The Claimant’s approach in DJA v DJB to stay its own application for setting aside was unorthodox. However, there was a good reason for how the events developed.

The timing of the Claimant’s setting aside application was driven by the statutory three-month time limit under section 48(2) of the Arbitration Act 2001 (2020 Rev Ed) (“Singapore AA”) to commence a setting aside application. Section 48(2) of the Singapore AA states, in relevant part, that “[a]n application for setting aside an award may not be made after the expiry of 3 months from the date on which the party making the application had received the award”. This mirrors Article 34(3) of the UNCITRAL Model Law, which is also incorporated into the Singapore International Arbitration Act 1994. The three-month time limit appears to be a hard limit as recognised by the Court in ABC v XYZ Co Ltd. [2003] SGHC 107 which observed at [9]:

“[i]t appears … that the court would not be able to entertain any application lodged after the expiry of the three month period as Article 34 has been drafted as the all-encompassing, and only, basis for challenging an award in court.”
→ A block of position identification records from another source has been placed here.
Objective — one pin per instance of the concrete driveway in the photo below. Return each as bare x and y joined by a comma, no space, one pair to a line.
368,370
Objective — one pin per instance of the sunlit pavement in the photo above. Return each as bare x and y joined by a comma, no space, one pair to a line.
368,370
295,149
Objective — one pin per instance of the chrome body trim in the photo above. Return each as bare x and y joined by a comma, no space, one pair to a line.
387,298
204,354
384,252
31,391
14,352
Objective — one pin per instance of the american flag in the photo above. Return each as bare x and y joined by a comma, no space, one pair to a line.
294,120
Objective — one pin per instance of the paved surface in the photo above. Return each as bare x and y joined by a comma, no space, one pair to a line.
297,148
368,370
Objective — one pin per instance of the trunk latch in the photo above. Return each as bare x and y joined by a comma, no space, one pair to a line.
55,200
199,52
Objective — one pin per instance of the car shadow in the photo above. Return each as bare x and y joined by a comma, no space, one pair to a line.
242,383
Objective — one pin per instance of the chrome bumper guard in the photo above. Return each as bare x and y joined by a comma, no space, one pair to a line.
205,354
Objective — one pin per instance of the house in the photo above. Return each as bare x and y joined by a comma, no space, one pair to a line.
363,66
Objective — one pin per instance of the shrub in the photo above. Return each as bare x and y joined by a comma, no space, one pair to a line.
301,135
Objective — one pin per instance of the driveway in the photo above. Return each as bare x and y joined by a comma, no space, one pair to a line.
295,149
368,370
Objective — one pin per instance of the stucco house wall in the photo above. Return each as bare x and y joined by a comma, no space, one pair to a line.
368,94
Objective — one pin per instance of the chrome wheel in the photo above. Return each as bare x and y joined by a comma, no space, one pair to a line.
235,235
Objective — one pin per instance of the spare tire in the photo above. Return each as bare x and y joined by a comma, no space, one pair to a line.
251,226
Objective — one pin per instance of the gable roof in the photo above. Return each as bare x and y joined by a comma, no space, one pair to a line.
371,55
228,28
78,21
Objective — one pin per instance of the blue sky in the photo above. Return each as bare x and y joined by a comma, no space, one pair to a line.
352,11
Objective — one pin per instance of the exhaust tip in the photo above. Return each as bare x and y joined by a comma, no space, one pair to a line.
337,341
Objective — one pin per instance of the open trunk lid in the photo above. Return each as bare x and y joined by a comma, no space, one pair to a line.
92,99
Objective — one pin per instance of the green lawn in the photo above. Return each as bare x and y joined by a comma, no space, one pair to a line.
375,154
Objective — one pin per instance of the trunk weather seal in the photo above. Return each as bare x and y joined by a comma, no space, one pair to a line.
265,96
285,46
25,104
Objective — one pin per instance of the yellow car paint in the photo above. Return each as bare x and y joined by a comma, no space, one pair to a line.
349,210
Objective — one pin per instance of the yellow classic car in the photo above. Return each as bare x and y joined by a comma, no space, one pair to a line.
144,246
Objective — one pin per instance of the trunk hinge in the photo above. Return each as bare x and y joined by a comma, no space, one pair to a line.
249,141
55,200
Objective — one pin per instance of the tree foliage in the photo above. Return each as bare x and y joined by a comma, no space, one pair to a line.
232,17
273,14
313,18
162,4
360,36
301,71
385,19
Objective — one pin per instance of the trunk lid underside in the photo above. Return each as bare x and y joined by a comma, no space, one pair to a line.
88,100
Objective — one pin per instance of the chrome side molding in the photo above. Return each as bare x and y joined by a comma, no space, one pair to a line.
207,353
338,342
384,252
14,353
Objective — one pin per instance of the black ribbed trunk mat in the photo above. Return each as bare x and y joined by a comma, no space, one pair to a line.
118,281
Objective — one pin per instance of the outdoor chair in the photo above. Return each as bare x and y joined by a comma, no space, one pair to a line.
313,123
The Defendant in DJA v DJB sought to argue that the Claimant’s stay application was a blatant abuse of process because the Claimant should have elected to discontinue OA 1109 and proceed only with Arbitration C. The Court did not accept this argument and noted that the Claimant was not obliged to elect between Arbitration C or OA 1109. The Court opined that by commencing OA 1109, the Claimant was merely preserving its statutory right to challenge the third partial award, and this in and of itself was unobjectionable. This was especially so when one considered that the reliefs sought in OA 1109 and Arbitration C are distinct and may not be granted in the opposing fora.

DJA v DJB illustrates the practical challenges of preserving a party’s statutory right to challenge an arbitral award whilst progressing the timeline of the arbitration. In a situation where a party is involved in multiple related but sequential arbitrations, the three-month time limit might pose a serious issue for parties contemplating the setting aside of prior non-favourable awards. Thus, the strategy of immediately applying for a stay following the filing of the application for setting aside is a novel and effective tactic in not only preserving the party’s rights but also providing additional flexibility for the arbitration. This is an effective approach that applicants involved in multiple related arbitrations should consider.

That being said, applicants considering this strategy should be mindful of the fine balance between a well-placed strategic manoeuvre and an abuse of process. Applicants would need to demonstrate to the court that:

  1. There was identity in the parties and a clear overlap in the issues to be decided between the pending arbitration and the setting aside application;
  2. The Tribunal’s findings and determinations in any subsequent arbitration would have an impact on the setting aside application; and
  3. There would be a real possibility of issue estoppel arising from the claims in any subsequent arbitrations.